イギリスのスーパーマーケットで買い物をするようになって久しいですが、「ココは肉食の国なんだ…」と毎回思います。

どうしてそう思うのか?というと、鮮魚コーナーと食肉コーナーの広さが圧倒的に違うからなんです。大型店に行けばグラム単位で魚を切り分けてくれる鮮魚コーナーがあったりもしますが、一般的なスーパーで冷蔵の陳列棚に並んでいる魚介類は、
*サーモン(生鮭&スモークサーモン)、
*鱈、
*ボイルした海老&イカ&ムール貝のパック、
*ニシンの燻製
ぐらいでしょうか。

ここにマスやニシンの酢漬け、レトルトパックになった鯖があったら上等!の部類。スペースもとっても小さく、毎回品揃えの乏しさに驚きがっかりしています。
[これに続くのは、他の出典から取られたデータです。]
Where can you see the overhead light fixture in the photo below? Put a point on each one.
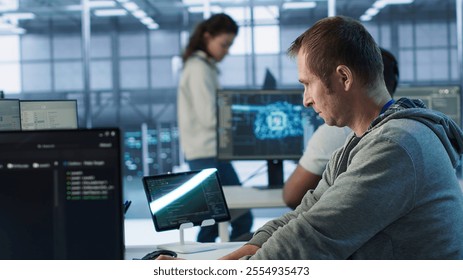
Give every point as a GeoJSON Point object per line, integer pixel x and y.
{"type": "Point", "coordinates": [298, 5]}
{"type": "Point", "coordinates": [139, 14]}
{"type": "Point", "coordinates": [8, 5]}
{"type": "Point", "coordinates": [101, 4]}
{"type": "Point", "coordinates": [10, 29]}
{"type": "Point", "coordinates": [130, 6]}
{"type": "Point", "coordinates": [110, 13]}
{"type": "Point", "coordinates": [381, 4]}
{"type": "Point", "coordinates": [372, 12]}
{"type": "Point", "coordinates": [153, 26]}
{"type": "Point", "coordinates": [200, 9]}
{"type": "Point", "coordinates": [18, 16]}
{"type": "Point", "coordinates": [147, 21]}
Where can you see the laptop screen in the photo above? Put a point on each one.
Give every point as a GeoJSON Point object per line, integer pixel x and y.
{"type": "Point", "coordinates": [188, 197]}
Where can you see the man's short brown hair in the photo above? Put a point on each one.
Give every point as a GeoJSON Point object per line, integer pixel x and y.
{"type": "Point", "coordinates": [337, 41]}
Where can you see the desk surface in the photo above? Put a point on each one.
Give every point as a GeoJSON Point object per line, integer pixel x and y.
{"type": "Point", "coordinates": [246, 197]}
{"type": "Point", "coordinates": [138, 251]}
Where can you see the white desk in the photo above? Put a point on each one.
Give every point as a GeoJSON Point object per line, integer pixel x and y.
{"type": "Point", "coordinates": [247, 198]}
{"type": "Point", "coordinates": [138, 251]}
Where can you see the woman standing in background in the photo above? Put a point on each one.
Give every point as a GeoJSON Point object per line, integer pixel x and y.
{"type": "Point", "coordinates": [197, 93]}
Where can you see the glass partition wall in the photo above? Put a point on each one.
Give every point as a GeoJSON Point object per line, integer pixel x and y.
{"type": "Point", "coordinates": [124, 71]}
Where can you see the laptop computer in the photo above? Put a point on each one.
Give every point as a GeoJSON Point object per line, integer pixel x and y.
{"type": "Point", "coordinates": [183, 200]}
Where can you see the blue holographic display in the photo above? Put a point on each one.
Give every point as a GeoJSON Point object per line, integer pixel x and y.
{"type": "Point", "coordinates": [263, 124]}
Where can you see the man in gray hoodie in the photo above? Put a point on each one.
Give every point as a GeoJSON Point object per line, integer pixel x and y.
{"type": "Point", "coordinates": [391, 192]}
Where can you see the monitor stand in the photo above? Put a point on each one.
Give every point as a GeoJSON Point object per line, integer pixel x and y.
{"type": "Point", "coordinates": [275, 174]}
{"type": "Point", "coordinates": [189, 247]}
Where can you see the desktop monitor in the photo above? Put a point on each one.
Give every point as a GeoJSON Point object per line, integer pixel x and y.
{"type": "Point", "coordinates": [48, 114]}
{"type": "Point", "coordinates": [61, 195]}
{"type": "Point", "coordinates": [270, 125]}
{"type": "Point", "coordinates": [445, 99]}
{"type": "Point", "coordinates": [186, 199]}
{"type": "Point", "coordinates": [9, 114]}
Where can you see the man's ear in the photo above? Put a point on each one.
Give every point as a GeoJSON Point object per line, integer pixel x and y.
{"type": "Point", "coordinates": [345, 76]}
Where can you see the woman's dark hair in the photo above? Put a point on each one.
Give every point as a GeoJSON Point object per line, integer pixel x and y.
{"type": "Point", "coordinates": [391, 71]}
{"type": "Point", "coordinates": [215, 25]}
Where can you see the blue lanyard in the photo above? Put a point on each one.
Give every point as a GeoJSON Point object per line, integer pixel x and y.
{"type": "Point", "coordinates": [386, 106]}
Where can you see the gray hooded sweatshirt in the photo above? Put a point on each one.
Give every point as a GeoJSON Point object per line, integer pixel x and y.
{"type": "Point", "coordinates": [390, 194]}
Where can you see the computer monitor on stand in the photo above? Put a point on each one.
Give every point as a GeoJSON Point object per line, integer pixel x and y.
{"type": "Point", "coordinates": [183, 200]}
{"type": "Point", "coordinates": [270, 125]}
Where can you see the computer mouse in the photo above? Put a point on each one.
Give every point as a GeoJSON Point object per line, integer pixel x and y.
{"type": "Point", "coordinates": [153, 255]}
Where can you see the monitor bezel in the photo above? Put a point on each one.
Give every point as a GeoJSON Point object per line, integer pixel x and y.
{"type": "Point", "coordinates": [73, 101]}
{"type": "Point", "coordinates": [19, 112]}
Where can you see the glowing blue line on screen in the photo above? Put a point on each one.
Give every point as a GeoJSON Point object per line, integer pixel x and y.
{"type": "Point", "coordinates": [186, 187]}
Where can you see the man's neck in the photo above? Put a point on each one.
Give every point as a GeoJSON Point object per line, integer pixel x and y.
{"type": "Point", "coordinates": [368, 109]}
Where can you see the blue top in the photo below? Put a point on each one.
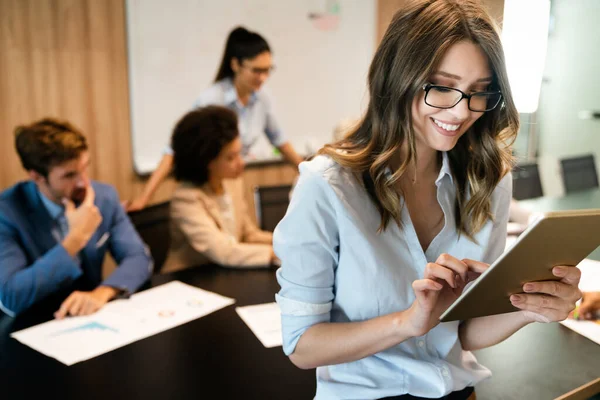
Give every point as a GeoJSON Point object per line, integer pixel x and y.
{"type": "Point", "coordinates": [60, 227]}
{"type": "Point", "coordinates": [337, 268]}
{"type": "Point", "coordinates": [255, 119]}
{"type": "Point", "coordinates": [34, 263]}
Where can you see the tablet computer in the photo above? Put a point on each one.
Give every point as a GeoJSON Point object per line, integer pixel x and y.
{"type": "Point", "coordinates": [556, 238]}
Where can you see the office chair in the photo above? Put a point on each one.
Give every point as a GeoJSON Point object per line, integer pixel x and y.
{"type": "Point", "coordinates": [271, 204]}
{"type": "Point", "coordinates": [152, 224]}
{"type": "Point", "coordinates": [579, 173]}
{"type": "Point", "coordinates": [526, 182]}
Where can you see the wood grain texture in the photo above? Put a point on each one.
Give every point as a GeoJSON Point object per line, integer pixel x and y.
{"type": "Point", "coordinates": [68, 59]}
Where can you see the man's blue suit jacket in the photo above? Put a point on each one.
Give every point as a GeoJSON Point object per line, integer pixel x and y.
{"type": "Point", "coordinates": [34, 265]}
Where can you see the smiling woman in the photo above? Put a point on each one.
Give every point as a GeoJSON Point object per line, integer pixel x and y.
{"type": "Point", "coordinates": [387, 226]}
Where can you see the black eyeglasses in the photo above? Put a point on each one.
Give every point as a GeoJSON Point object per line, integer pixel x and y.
{"type": "Point", "coordinates": [447, 97]}
{"type": "Point", "coordinates": [260, 71]}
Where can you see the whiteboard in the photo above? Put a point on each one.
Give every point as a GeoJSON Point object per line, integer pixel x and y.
{"type": "Point", "coordinates": [321, 49]}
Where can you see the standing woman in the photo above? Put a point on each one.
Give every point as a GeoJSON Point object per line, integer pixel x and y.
{"type": "Point", "coordinates": [387, 226]}
{"type": "Point", "coordinates": [246, 65]}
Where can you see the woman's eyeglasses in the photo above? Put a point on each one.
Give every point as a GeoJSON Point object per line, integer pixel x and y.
{"type": "Point", "coordinates": [260, 71]}
{"type": "Point", "coordinates": [447, 97]}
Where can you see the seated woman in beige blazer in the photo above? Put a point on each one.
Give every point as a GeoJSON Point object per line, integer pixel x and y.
{"type": "Point", "coordinates": [209, 217]}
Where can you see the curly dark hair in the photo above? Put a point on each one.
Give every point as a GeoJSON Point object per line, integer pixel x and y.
{"type": "Point", "coordinates": [198, 139]}
{"type": "Point", "coordinates": [47, 143]}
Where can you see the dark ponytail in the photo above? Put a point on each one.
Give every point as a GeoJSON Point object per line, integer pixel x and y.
{"type": "Point", "coordinates": [243, 45]}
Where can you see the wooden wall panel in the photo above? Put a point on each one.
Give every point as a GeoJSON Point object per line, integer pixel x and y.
{"type": "Point", "coordinates": [67, 59]}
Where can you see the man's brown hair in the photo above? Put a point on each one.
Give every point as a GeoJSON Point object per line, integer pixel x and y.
{"type": "Point", "coordinates": [47, 143]}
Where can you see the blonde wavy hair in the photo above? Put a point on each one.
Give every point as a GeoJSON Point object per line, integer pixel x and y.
{"type": "Point", "coordinates": [412, 48]}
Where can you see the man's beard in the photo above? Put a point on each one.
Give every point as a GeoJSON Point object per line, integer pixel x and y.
{"type": "Point", "coordinates": [78, 195]}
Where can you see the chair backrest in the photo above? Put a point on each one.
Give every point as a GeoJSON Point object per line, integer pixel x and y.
{"type": "Point", "coordinates": [579, 173]}
{"type": "Point", "coordinates": [271, 203]}
{"type": "Point", "coordinates": [152, 223]}
{"type": "Point", "coordinates": [526, 182]}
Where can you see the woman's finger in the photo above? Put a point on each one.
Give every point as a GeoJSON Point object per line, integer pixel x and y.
{"type": "Point", "coordinates": [569, 275]}
{"type": "Point", "coordinates": [553, 288]}
{"type": "Point", "coordinates": [453, 263]}
{"type": "Point", "coordinates": [426, 284]}
{"type": "Point", "coordinates": [533, 302]}
{"type": "Point", "coordinates": [435, 271]}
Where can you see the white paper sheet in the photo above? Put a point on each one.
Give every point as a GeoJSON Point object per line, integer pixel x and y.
{"type": "Point", "coordinates": [264, 320]}
{"type": "Point", "coordinates": [121, 322]}
{"type": "Point", "coordinates": [590, 282]}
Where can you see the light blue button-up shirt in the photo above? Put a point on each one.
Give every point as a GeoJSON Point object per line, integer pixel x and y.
{"type": "Point", "coordinates": [57, 214]}
{"type": "Point", "coordinates": [254, 119]}
{"type": "Point", "coordinates": [337, 268]}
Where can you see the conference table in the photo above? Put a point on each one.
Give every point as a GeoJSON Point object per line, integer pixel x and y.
{"type": "Point", "coordinates": [218, 357]}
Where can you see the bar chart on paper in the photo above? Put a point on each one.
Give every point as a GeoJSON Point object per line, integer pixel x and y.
{"type": "Point", "coordinates": [121, 322]}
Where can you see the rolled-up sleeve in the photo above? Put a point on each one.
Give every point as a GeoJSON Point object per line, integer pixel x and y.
{"type": "Point", "coordinates": [307, 243]}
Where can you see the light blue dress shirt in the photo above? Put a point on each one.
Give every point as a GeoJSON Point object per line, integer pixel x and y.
{"type": "Point", "coordinates": [254, 119]}
{"type": "Point", "coordinates": [337, 268]}
{"type": "Point", "coordinates": [57, 213]}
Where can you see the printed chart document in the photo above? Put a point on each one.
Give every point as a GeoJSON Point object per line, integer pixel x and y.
{"type": "Point", "coordinates": [264, 320]}
{"type": "Point", "coordinates": [590, 282]}
{"type": "Point", "coordinates": [121, 322]}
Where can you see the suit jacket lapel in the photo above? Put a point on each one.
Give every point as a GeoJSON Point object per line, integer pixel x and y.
{"type": "Point", "coordinates": [40, 222]}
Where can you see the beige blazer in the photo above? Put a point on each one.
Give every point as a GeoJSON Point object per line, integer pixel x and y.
{"type": "Point", "coordinates": [198, 235]}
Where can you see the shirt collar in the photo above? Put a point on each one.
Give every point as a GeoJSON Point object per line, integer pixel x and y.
{"type": "Point", "coordinates": [445, 170]}
{"type": "Point", "coordinates": [231, 97]}
{"type": "Point", "coordinates": [53, 209]}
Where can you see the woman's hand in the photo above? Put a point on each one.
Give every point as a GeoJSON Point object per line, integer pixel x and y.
{"type": "Point", "coordinates": [590, 305]}
{"type": "Point", "coordinates": [550, 301]}
{"type": "Point", "coordinates": [442, 284]}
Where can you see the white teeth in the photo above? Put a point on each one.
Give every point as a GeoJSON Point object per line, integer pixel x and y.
{"type": "Point", "coordinates": [447, 127]}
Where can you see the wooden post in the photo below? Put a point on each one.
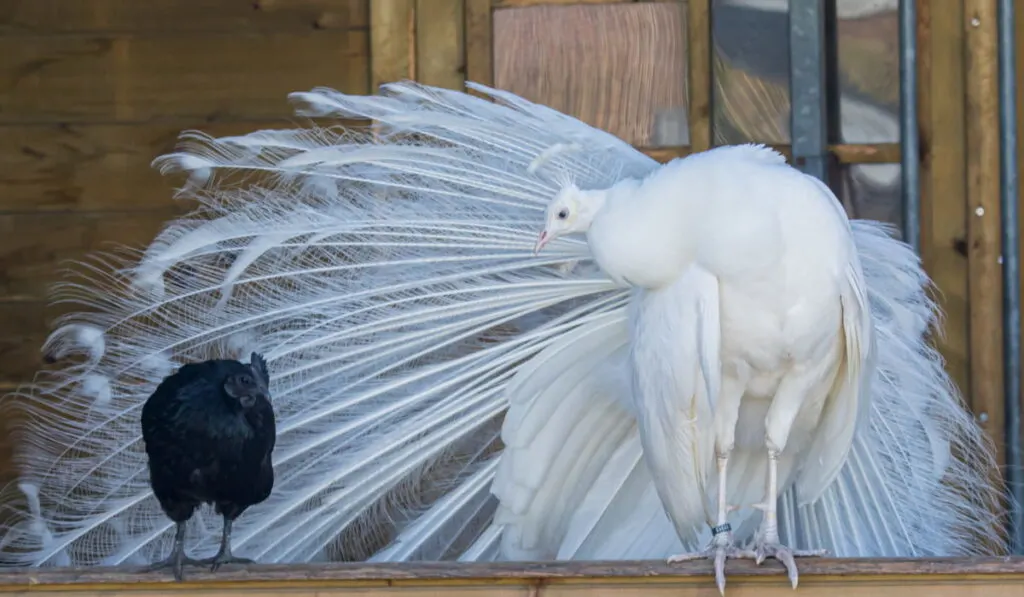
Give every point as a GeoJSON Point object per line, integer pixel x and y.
{"type": "Point", "coordinates": [392, 47]}
{"type": "Point", "coordinates": [698, 74]}
{"type": "Point", "coordinates": [479, 50]}
{"type": "Point", "coordinates": [943, 177]}
{"type": "Point", "coordinates": [439, 43]}
{"type": "Point", "coordinates": [983, 216]}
反対にお肉のコーナーはハムやサラミ等の加工製品も含め、スぺースは鮮魚売り場の数倍はあり、日本であまりお目に掛からない種類のものもよく見かけます。日本との違いは多々ありますが、大きな不満はあまりありません。


広い食肉売り場。

さてその「お肉」ですが、イギリスと言えばローストビーフ…と思われている方も多いと思います。しかし調べてみると、イギリスで最も売れている肉は「鶏肉」なんです。確かに鶏肉は安価で安定供給が可能。そしてイスラム教徒やユダヤ教徒(豚肉が食べられない)、ヒンズー教徒(牛肉が食べられない)も数多く暮らすイギリスにおいて、鶏肉は最もウェルカムな食肉とも言えます。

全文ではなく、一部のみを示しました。